An all-in-one inferencing and training WebUI for StyleTTS. The intended compatbility is meant for Windows, but should still work with a little bit of modification for WSL or Linux.
StyleTTS actually trains nicer in WSL than windows, so I might add compatibiltiy here sometime in the future
✔️ Inferencing/Generation Tab with ability to choose between different trained models
✔️ Dataset prepration using Whisperx
✔️ Training tab with tensorboard monitoring available
There is no Linux or Mac set-up at the moment. However, I think the set-up on linux isn't too convoluted as it doesn't require any code modifications, just installation modifications. I believe you do not need to uninstall and reinstall torch and then the back slashes should be replaced with forward slashes in the commands below.
Is available for Youtube Channel Members at the Supporter (Package) level: https://www.youtube.com/channel/UCwNdsF7ZXOlrTKhSoGJPnlQ/join
Minimum Requirements
- Nvidia Graphics Card (12GB VRAM is the minimum recommendation for training at a decent speed, 8GB possible though, albeit very slow. See below troubleshooting for more information)
- Windows 10/11
- After downloading the zip file, unzip it.
- Launch the webui with launch_webui.bat
Prerequisites
- Python 3.11: https://www.python.org/downloads/release/python-3119/
- git cmd tool: https://git-scm.com/
- vscode or some other IDE (optional)
- Nvidia Graphics Card (12GB VRAM is the minimum recommendation for training at a decent speed, 8GB possible though, albeit very slow. See below troubleshooting for more information)
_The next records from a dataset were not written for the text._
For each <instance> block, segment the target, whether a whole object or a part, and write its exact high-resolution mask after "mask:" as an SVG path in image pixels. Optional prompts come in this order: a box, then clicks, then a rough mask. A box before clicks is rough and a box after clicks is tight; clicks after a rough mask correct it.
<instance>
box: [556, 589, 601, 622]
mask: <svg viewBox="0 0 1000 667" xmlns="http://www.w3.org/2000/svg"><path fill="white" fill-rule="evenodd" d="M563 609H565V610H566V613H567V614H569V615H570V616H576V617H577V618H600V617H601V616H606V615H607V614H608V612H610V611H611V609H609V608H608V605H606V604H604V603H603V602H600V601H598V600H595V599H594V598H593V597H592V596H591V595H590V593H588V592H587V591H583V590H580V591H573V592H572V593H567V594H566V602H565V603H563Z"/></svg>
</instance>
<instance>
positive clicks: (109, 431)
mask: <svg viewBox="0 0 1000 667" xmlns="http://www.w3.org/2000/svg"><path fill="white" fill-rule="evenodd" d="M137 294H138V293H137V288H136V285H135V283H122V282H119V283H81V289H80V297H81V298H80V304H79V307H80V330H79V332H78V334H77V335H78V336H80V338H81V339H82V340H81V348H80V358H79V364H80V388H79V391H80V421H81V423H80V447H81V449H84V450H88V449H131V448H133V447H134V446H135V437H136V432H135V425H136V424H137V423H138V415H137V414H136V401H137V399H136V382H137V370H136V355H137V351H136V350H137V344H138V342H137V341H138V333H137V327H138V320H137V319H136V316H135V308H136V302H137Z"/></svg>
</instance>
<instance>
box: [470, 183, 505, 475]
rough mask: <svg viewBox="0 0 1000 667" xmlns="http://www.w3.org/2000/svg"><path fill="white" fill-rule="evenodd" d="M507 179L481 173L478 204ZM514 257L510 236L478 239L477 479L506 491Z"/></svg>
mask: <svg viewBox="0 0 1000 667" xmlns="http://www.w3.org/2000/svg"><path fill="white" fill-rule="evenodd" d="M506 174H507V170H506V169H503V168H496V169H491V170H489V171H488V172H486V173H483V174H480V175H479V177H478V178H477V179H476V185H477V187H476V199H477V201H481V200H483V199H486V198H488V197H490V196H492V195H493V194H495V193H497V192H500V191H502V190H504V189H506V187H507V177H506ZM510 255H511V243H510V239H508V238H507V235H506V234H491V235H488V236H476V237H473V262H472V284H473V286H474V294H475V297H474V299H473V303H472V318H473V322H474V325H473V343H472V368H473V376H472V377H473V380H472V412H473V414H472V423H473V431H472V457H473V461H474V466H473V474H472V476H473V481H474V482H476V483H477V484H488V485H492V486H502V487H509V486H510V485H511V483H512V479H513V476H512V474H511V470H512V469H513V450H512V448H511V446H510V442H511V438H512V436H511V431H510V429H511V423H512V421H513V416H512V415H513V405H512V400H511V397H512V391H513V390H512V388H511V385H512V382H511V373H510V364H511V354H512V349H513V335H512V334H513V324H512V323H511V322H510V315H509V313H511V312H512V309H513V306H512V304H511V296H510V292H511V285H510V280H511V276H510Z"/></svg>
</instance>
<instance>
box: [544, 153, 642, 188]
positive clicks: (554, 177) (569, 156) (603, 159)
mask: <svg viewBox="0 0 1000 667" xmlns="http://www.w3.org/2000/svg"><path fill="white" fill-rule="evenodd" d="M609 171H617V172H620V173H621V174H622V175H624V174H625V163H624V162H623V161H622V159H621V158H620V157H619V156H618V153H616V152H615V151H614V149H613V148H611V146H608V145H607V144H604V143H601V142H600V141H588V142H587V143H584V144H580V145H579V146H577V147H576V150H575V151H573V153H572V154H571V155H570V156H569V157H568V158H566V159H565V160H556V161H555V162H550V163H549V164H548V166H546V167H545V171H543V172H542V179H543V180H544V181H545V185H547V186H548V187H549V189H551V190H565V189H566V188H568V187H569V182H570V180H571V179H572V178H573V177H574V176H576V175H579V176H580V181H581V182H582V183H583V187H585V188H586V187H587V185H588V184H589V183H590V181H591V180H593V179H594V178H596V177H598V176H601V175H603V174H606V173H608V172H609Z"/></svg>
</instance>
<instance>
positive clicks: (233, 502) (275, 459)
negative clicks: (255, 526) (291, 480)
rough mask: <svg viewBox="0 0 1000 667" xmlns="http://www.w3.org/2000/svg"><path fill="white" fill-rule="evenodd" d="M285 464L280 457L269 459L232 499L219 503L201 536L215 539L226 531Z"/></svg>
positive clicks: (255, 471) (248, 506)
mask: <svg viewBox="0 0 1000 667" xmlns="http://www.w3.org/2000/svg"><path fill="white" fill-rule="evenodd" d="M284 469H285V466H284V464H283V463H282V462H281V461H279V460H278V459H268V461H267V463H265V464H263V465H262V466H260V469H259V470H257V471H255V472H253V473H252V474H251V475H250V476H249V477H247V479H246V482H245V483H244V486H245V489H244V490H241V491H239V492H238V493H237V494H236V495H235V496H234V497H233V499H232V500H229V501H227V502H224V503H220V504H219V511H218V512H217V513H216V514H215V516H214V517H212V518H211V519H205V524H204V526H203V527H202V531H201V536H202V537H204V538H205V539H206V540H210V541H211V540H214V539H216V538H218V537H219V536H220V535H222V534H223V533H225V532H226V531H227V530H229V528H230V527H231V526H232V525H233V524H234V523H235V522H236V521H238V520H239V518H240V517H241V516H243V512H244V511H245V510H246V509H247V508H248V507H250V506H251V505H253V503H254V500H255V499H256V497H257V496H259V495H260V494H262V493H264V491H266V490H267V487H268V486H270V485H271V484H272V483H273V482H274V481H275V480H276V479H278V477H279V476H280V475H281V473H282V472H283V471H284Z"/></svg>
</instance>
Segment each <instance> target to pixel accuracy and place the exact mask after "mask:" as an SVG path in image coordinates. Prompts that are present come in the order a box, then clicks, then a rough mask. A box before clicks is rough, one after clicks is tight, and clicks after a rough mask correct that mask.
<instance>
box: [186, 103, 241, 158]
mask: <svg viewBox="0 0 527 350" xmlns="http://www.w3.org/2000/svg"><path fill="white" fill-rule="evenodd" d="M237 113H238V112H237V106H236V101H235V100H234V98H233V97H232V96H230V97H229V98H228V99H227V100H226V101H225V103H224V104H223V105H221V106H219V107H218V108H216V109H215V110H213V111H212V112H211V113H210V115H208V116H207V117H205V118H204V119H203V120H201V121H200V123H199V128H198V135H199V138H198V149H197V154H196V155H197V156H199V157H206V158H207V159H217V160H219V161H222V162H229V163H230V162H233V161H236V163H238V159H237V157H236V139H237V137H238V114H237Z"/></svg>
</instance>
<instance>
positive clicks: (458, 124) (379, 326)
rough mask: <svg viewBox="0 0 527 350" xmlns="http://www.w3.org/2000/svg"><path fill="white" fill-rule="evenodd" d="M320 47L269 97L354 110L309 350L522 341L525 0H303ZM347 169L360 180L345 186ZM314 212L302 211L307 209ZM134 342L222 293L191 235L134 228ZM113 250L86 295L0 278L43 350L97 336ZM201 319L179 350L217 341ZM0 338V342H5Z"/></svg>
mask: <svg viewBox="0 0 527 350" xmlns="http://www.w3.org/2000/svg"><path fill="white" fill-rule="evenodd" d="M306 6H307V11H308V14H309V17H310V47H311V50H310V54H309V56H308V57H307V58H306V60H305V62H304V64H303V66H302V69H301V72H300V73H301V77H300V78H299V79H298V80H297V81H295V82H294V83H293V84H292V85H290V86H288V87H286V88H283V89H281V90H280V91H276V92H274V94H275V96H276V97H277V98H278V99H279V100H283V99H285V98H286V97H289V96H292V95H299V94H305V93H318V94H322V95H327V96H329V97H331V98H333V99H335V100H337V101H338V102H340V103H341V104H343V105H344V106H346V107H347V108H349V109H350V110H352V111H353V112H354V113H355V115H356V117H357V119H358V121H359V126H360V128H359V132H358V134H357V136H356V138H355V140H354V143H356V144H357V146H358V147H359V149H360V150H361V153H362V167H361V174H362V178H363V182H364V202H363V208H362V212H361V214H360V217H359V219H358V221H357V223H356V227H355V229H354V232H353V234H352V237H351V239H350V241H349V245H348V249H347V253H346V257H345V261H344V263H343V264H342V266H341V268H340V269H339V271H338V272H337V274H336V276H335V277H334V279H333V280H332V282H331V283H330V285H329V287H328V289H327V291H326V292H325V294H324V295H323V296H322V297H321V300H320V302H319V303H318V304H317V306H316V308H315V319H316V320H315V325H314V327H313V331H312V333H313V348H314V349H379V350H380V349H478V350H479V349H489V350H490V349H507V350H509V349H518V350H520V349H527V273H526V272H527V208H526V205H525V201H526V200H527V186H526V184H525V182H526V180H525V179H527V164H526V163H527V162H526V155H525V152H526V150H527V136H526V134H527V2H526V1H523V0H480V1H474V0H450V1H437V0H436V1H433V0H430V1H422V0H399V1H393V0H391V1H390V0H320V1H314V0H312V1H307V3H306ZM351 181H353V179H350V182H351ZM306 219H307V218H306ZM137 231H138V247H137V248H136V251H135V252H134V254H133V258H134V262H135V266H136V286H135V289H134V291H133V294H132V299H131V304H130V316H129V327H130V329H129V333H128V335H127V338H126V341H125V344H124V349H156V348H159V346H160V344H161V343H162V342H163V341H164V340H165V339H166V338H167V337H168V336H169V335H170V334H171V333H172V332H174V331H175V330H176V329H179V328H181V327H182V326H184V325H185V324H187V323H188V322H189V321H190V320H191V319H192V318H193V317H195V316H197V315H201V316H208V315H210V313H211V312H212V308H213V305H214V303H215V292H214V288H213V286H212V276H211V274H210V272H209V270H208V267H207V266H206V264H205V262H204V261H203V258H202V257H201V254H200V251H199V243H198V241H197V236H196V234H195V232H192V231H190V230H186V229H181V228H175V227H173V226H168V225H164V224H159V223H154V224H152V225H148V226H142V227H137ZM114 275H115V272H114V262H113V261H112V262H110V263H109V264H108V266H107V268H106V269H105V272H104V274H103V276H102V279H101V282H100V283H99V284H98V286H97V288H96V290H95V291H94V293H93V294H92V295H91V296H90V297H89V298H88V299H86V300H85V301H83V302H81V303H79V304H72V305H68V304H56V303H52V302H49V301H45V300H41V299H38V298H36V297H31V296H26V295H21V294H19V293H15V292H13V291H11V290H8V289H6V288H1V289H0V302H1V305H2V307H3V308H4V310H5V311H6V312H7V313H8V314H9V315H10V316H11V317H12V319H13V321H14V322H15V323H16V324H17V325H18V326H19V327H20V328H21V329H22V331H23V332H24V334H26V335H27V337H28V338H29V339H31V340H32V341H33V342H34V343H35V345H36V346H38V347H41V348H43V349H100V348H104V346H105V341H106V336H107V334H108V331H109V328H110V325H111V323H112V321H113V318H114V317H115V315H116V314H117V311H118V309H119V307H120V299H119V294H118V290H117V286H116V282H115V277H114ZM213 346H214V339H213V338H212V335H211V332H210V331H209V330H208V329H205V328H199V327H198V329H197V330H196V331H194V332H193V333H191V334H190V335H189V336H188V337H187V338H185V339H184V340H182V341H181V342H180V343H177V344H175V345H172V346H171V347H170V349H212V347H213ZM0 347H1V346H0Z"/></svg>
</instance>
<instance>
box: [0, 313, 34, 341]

- Microsoft build tools, follow: https://stackoverflow.com/questions/64261546/how-to-solve-error-microsoft-visual-c-14-0-or-greater-is-required-when-inst/64262038#64262038
- Clone the repository
git clone https://github.com/JarodMica/StyleTTS-WebUI.git
- Navigate into the repo
cd .\StyleTTS-WebUI\
- Setup a virtual environement, specifying python 3.11
py -3.11 -m venv venv
- Activate venv. If you've never run venv before on windows powershell, you will need to change ExecutionPolicy to RemoteSigned
.\venv\Scripts\activate
- Run the requirements.txt (Before this, make sure you have microsoft build tools installed, else, it will fail for some packages)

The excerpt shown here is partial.